A Funder’s View on the Sector
Originally published in Issue 10 of Housing Executive by Arun Poobalasingam, Head of Relationship Management and Business Development at THFC
A turbulent landscape
When I first started working with the social housing sector several years ago, I was immediately taken by this relatively unknown sector that had positively impacted the lives of millions of families and provided homes for many of our society’s most vulnerable members. The sector had, in a relatively lowkey manner, gone about raising billions of pounds in private finance in support of its mission to improve people’s lives.
The sector now appears to be entering the public consciousness more than ever before, at a time when it also happens to be facing one of its most difficult periods to date – quite possibly ever.
The challenges
Following the Grenfell tragedy, the social housing sector has maintained a continued focus on building safety. This has now been compounded by the more universal pressures of rising interest rates and inflation, which are having far-reaching impacts on both housing associations and tenants alike. The result is an increasingly difficult operating environment for the sector.

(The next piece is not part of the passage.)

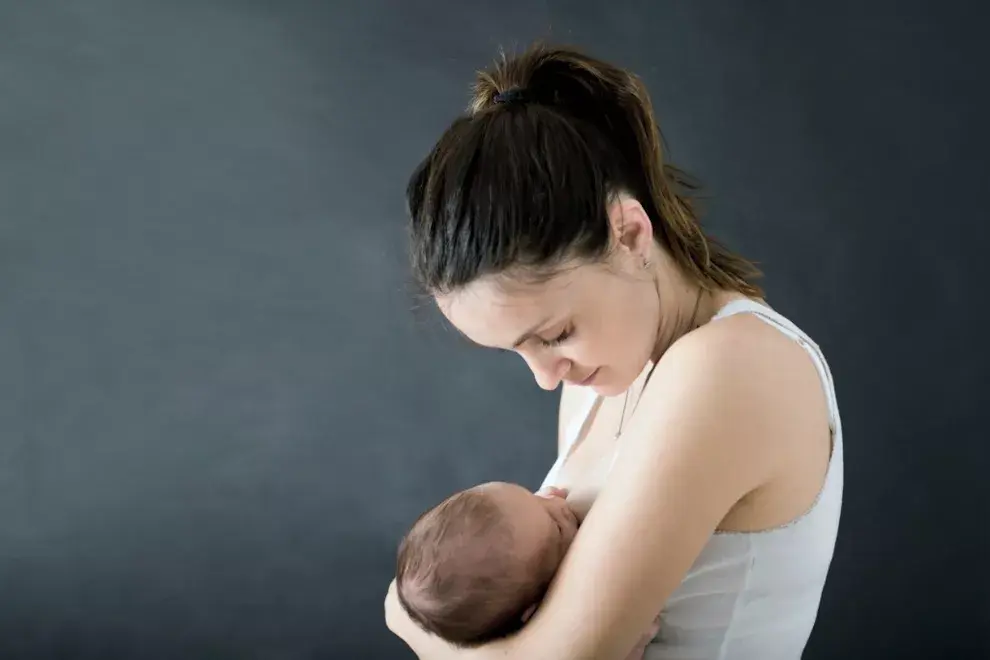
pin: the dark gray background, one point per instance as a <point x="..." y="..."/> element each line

Given these growing financial challenges, intervention in the rent formula only adds further pressure, despite the sector’s full recognition of the challenges tenants are facing. The relatively sensible rent cap of 7% strikes a reasonable balance between achieving affordability for tenants and allowing HAs to sufficiently manage cost inflation.
Another challenge for the sector is the decarbonisation agenda – a critical objective with an eye-watering price tag.
Despite all the good that the social housing sector does, perhaps the reason it has entered the public consciousness recently is the tragic death of two-year-old Awaab Ishak and issues concerning damp and mould. How the sector responds to these challenges will inform wider perceptions of the sector. While we as funders can see the depth of nuance underlying these issues, we cannot ignore them.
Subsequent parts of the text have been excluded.